Ivory Ella
- Founded: April 18, 2015
- Founders: Ryan Duranso, Jacob Castaldi, Richard Henne, Jesse Jones, John Allen and Esma Ilyas
- Focus: Wildlife conservation
- Method: Clothing sales
- Website: ivoryella.com

= Ivory Ella =

Online for-profit clothing store

Ivory Ella is an online for-profit clothing store owned by CEO John Allen and five other co-founders, an organization specializing in wildlife conservation of elephants. Ivory Ella sells clothing and accessories, donating a portion of the proceeds to nonprofit organizations including Save the Elephants. Named after Ella, an elephant in Amboseli National Park, the company donates to end ivory trade and preserve elephant ivory.

== Company history ==
CEO John Allen and co-founder Jacob Casaldi first founded Ivory Ella in Connecticut. Allen noticed that the elephant ring from his former workplace Boho Outfitters sold better than anything else, so they opened their new brand because of how much the media was talking about elephants. The company was launched in 2015. Ivory Ella has been hesitant but is willing to join the market in Amazon, in case another situation like COVID-19 happens. They are concerned that another pandemic might affect their sales again.

== Donations ==
Ivory Ella focuses on donations to the organization Save the Elephants. They dedicate 10% of net profit to end the ivory trade and to keep elephants safe.

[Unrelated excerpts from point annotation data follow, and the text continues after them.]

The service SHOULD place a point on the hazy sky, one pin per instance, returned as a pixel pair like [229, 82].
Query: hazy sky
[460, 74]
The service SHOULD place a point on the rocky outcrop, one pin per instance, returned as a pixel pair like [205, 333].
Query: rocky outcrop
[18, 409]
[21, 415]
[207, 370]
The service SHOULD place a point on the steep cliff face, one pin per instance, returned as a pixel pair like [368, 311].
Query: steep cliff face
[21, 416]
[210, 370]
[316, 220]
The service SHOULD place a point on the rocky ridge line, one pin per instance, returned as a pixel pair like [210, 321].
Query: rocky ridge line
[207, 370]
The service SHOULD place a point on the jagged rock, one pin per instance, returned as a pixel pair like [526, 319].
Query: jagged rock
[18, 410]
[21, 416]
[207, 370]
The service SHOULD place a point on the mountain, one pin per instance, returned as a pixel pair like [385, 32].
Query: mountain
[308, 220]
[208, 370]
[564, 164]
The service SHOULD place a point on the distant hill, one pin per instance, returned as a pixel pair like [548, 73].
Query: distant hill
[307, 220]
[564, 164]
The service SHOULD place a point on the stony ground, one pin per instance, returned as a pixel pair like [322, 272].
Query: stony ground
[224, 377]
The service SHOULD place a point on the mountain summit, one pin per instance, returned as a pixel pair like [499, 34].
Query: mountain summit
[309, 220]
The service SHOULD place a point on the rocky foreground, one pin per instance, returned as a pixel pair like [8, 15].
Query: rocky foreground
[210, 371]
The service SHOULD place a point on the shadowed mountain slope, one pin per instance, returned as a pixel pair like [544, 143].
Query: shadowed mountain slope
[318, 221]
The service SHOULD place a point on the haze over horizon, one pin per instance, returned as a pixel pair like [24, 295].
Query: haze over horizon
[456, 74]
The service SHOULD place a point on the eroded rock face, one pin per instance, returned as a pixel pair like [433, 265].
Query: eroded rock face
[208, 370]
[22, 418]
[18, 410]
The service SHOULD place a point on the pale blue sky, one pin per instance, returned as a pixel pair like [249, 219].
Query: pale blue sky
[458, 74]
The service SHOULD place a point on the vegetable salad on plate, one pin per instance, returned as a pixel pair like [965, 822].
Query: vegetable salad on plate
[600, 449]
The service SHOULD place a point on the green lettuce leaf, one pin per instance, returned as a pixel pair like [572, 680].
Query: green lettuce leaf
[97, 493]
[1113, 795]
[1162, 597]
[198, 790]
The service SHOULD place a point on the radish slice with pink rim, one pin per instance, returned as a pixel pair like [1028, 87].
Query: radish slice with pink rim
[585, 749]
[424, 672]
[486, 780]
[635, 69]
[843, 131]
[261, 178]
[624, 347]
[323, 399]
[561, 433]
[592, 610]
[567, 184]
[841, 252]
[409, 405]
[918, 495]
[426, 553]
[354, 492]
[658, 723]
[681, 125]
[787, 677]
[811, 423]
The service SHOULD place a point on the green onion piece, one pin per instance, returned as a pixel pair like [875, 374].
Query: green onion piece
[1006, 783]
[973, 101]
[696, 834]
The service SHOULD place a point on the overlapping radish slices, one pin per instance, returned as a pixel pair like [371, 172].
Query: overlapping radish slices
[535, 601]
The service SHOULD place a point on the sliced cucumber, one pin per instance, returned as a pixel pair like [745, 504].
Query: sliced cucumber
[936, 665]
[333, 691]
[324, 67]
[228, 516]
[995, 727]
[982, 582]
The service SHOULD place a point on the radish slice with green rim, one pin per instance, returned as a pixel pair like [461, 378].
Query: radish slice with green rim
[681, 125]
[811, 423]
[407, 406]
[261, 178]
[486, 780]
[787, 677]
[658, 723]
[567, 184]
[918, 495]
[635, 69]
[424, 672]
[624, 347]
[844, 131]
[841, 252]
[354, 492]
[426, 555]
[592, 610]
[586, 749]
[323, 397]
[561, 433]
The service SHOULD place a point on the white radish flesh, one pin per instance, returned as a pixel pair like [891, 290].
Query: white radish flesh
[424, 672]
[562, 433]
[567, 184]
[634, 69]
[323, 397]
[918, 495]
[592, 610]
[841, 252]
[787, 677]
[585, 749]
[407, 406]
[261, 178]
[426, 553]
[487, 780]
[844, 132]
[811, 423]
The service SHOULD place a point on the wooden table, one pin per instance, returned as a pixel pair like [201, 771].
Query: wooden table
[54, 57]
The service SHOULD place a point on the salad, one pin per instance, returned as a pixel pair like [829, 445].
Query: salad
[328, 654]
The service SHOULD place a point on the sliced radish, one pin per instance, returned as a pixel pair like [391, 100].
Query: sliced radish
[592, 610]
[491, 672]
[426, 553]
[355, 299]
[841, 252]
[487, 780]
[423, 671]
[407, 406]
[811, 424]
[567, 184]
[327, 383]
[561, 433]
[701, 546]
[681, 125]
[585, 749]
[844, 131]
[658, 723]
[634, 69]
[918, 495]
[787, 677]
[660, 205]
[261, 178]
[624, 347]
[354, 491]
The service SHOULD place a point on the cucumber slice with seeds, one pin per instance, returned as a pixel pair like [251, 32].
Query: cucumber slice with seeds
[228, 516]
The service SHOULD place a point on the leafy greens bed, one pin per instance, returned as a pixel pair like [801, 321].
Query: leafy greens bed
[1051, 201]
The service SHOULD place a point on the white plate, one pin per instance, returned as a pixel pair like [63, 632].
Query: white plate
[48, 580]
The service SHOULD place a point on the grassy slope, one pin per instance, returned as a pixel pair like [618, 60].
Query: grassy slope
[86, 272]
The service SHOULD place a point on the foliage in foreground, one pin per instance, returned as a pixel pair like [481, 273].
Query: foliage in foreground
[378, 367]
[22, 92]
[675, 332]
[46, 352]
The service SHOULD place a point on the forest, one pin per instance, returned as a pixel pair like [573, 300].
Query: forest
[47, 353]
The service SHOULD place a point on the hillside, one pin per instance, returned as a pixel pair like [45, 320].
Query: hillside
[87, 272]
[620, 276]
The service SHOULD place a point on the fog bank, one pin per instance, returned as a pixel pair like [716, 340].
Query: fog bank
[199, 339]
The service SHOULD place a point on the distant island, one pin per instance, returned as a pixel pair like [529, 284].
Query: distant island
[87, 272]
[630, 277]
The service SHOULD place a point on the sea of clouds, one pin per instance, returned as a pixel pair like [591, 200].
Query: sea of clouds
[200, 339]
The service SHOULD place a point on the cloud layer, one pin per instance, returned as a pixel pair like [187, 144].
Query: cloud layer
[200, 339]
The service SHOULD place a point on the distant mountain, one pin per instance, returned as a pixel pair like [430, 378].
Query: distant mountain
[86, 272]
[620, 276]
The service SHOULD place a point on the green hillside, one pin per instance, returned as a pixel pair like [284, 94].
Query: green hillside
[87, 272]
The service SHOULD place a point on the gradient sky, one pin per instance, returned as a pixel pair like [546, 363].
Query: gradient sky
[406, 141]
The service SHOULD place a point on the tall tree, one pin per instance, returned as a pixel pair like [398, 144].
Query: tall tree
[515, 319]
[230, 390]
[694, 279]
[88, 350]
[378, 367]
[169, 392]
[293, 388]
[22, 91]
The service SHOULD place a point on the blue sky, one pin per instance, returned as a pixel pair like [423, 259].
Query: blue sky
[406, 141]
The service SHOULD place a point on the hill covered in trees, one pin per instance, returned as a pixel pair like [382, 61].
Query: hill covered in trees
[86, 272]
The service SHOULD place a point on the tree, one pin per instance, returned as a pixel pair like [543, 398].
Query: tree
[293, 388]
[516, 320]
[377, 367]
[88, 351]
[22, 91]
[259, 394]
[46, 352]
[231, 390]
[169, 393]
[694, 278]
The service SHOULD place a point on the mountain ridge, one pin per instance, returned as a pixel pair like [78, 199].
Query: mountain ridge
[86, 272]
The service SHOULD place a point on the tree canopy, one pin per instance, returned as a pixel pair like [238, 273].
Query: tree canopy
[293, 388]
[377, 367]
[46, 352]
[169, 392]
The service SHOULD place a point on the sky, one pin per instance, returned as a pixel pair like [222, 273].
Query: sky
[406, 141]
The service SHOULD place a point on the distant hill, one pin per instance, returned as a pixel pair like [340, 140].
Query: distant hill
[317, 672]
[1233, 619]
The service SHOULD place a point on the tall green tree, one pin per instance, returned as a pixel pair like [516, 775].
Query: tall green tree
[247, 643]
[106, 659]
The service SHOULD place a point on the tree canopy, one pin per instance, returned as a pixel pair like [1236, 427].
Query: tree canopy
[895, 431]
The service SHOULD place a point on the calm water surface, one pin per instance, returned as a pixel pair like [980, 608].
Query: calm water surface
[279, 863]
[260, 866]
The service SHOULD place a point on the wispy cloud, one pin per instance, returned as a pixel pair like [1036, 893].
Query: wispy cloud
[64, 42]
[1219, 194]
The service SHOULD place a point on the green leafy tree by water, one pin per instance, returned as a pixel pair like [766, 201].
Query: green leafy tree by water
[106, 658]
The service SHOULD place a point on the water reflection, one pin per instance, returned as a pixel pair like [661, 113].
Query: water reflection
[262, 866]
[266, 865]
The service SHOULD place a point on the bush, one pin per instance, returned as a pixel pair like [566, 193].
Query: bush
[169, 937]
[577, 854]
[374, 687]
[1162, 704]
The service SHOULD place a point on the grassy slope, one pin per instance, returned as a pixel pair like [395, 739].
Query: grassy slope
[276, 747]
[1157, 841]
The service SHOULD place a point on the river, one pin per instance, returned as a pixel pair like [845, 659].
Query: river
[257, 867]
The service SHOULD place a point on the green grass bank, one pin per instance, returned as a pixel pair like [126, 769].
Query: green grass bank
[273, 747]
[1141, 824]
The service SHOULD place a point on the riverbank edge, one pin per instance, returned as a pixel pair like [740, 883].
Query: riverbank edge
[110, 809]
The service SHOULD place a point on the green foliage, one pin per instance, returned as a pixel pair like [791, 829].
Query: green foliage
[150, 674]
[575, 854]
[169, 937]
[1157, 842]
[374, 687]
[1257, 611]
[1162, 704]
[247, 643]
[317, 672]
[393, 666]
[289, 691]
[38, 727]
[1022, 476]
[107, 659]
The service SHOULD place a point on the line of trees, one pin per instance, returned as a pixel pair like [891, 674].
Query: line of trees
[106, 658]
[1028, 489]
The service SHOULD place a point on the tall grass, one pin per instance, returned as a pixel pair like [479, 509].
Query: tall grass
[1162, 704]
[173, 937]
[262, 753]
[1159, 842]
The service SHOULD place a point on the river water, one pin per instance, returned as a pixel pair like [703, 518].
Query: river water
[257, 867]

=== Australian wildlife ===
The company released their Australian Wildlife Rescue collection in 2020. The clothing collection sent 100% of its net profit to the Animals Australia organization.

=== COVID-19 ===
The proceeds from their Spread Hope campaign go to Project Sunshine, which makes activity kits for children's hospitals. The kits are used as a therapeutic and engagement tool for isolated patients.

=== Childhood cancer ===
With the help of Megan Bugg, Ivory Ella sent the proceeds from their collection, co-designed with Bugg, to Lurie's Children's Hospital Chicago. These proceeds helped with research and supplies.

== Sustainability ==
Ivory Ella's shirts are made from 100% cotton. The company also sells other clothing, jewelry, and accessories that are not sustainable for the environment.